7 Perisic - Leader, oltre che fattore tecnico: chiedere a Vecino per conferma. Annulla Singo, si accentra per lasciare campo a Bastoni, utilissimo nel gioco aereo: è totale. (Dimarco s.v.)

6,5 Dzeko - Il pallone servito a Dumfries è quel che tutti vedono. Ma la sua partita è sostanza allo stato puro: fondamentale nel gioco aereo e nello smistare palloni più sporchi del solito.

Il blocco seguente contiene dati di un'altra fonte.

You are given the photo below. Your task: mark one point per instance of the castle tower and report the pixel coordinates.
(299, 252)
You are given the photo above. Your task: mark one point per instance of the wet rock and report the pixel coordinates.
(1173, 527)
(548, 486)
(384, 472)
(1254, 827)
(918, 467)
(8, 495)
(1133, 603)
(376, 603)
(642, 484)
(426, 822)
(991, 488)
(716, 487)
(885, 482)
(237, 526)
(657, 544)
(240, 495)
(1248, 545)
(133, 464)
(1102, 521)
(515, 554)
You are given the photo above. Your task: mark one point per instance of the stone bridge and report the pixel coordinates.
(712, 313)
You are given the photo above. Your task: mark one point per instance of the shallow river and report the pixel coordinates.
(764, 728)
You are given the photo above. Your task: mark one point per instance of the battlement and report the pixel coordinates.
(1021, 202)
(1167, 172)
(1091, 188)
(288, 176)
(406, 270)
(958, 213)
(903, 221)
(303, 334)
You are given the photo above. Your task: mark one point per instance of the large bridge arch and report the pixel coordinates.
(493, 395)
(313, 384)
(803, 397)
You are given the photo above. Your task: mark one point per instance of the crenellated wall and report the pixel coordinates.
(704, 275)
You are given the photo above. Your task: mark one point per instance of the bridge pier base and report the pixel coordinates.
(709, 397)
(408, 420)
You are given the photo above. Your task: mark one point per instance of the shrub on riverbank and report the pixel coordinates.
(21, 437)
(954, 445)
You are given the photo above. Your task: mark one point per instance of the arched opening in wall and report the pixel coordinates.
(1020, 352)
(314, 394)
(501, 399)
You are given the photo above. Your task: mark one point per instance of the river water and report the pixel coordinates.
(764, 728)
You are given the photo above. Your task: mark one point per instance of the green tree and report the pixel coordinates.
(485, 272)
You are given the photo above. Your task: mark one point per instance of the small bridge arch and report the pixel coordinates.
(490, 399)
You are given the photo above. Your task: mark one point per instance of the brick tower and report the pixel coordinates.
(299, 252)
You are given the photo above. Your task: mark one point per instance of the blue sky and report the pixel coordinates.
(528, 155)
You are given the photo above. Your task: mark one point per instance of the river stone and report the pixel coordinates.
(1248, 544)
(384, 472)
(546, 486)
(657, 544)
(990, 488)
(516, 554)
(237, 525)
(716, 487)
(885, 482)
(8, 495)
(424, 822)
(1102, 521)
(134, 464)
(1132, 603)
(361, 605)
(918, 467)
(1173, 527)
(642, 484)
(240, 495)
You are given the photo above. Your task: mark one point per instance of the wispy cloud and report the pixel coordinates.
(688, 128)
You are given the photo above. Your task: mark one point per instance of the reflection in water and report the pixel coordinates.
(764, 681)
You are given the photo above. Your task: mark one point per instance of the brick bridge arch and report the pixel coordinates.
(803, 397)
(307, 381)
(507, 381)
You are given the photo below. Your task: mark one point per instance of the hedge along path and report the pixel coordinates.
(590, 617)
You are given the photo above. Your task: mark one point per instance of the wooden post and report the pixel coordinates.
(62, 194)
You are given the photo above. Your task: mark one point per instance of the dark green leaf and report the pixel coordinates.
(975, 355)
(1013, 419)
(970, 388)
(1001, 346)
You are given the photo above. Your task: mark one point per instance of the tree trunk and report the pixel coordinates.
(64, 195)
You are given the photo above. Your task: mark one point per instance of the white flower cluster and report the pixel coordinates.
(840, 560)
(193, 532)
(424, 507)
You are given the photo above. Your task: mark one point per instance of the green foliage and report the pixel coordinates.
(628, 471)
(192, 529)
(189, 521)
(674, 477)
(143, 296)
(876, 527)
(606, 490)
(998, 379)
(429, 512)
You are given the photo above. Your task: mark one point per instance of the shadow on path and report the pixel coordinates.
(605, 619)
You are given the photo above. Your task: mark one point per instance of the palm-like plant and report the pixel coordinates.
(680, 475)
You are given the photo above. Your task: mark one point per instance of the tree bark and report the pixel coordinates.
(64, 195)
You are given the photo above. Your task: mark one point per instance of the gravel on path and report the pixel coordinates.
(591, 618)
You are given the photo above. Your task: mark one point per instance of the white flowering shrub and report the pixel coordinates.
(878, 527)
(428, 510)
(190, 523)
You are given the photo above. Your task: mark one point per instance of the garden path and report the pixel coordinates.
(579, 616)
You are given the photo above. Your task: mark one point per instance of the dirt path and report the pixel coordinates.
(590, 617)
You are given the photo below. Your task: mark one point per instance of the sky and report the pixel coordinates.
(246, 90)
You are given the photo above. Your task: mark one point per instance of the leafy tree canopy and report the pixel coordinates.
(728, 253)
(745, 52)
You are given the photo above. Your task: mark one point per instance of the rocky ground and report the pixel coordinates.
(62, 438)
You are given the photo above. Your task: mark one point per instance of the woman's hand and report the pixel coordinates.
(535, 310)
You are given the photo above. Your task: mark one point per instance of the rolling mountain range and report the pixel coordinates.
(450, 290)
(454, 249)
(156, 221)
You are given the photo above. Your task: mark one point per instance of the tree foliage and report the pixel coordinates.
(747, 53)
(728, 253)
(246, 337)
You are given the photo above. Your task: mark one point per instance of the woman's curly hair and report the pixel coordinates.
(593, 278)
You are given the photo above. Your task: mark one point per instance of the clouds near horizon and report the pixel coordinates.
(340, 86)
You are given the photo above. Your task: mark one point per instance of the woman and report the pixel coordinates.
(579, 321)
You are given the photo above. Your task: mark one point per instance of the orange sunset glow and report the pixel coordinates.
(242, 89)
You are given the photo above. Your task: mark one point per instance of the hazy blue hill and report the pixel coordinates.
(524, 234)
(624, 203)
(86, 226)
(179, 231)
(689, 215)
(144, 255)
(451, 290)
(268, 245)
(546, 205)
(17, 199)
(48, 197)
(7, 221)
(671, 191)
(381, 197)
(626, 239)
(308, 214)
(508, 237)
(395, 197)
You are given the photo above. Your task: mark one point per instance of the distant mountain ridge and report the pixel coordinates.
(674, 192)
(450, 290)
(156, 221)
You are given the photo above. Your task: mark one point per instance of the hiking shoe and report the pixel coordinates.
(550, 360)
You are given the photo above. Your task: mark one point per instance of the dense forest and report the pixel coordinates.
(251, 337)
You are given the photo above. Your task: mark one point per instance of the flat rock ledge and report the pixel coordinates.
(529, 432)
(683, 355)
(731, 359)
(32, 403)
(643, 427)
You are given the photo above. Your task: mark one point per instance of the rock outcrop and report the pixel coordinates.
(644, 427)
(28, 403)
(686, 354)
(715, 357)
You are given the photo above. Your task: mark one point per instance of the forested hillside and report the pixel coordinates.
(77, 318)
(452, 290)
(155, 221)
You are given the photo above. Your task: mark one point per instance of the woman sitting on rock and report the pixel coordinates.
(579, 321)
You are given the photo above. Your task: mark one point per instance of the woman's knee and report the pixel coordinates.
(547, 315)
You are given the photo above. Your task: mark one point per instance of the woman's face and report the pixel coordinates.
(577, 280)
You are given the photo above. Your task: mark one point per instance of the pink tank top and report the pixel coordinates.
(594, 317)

6 Lautaro - Un assist a Brozovic eccezionale, un gol mancato dopo aver saltato Milinkovic. Non trova il sesto gol consecutivo, lo avrebbe voluto: ecco perché scuote la testa al cambio.

5,5 Vecino - Entra col fioretto e non con la spada, non capendo quale tipo di partita si sta giocando. E infatti, dopo il secondo pallone perso, Perisic lo rimprovera e lui se la prende. Poi, nel finale, è utile con un recupero.

6,5 Sanchez - Il modo con cui entra in campo è da mostrare a chi si lamenta del poco spazio. Il palo gli nega un gol che avrebbe meritato. Risorsa preziosa come l’oro, altro che cessione…

6 Sensi - Tocca diversi palloni, ingresso in campo diverso rispetto a D’Ambrosio. Serve Sanchez per l’assist, poi però gestisce male due palloni sull’out di sinistra.

7 All. Inzaghi - La sua Inter sa far tutto, anche sporcarsi le mani con partite così. In fondo, non si arriva a 46 punti in un girone per caso. Gestione tattica del match perfetta, con parata e risposta alla mossa di Juric di pressarlo alto.